Contractors Build Wall “Samples” For Trump To View

“Build The Wall!”

“Build the Wall!” became a poplar chant of the 2016 campaign, along with, ‘Lock Her Up’. While both have all the real world meaning of ‘Gabba Gabba Hey!’, only the former has actually been carried over as presidential policy, having some very interesting effects on cross-border relations both to the south and the north. Even so, the rhetoric about a border wall has a special form of crazy and stupid related to it, greater than nearly anything else Trump has ever said, except perhaps describing “Falling in love” with North Korean dictator, Kim Jung Un.

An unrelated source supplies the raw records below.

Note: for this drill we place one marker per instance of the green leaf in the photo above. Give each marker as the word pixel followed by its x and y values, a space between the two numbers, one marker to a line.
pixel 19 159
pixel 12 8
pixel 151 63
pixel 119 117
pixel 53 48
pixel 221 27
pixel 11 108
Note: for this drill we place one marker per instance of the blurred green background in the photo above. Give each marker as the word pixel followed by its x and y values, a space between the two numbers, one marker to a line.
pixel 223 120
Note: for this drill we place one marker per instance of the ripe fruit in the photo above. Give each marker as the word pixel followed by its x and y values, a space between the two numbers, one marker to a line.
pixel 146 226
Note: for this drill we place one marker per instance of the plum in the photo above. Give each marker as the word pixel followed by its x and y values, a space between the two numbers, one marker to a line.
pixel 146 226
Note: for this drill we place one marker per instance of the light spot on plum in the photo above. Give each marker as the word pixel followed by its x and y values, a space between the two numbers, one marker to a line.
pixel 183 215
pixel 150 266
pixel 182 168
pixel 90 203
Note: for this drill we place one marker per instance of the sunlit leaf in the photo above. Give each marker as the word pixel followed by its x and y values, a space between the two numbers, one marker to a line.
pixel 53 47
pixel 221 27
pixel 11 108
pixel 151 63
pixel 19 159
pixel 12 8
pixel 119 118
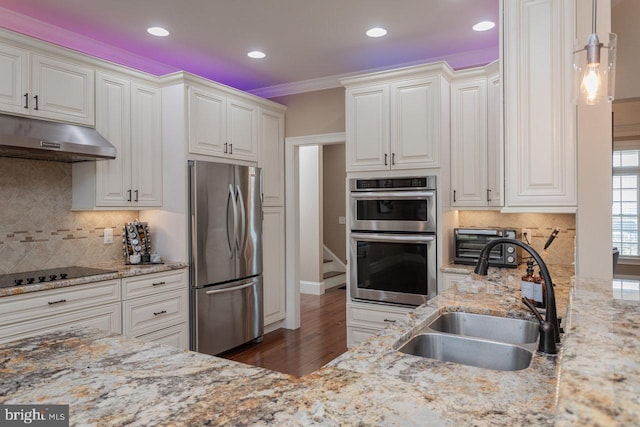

Berliners Celebrate the End To The Berlin Wall

Very much aside from the assertion that the Mexican government is going to be footing the bill for a wall meant to keep its citizens from cross-border travel, the other challenges are cost and topography, while daunting, are far from insurmountable. Trump’s wall if it extended the entire southern border would crawl across the deserts of California, Arizona, New Mexico and Texas for a total of 1,957 miles. To put that in perspective, the Berlin Wall is 87 miles long, 11 feet high and three feet thick.

Berlin Wall

Building a similar wall between the U.S. and Mexico, while extremely expensive, and needing to be built up mountains and over rivers, is technically possible. Homeland Security estimates the cost at $17 million dollars per mile. Gulp. Do we really have the national will or financial wear-with-all to build such an absurdity, when we are facing a pending infrastructure collapse, a faltering health care system where care is denied to millions of citizens, as well as a staggering and ballooning foreign debt? Just doing a reality check, folks.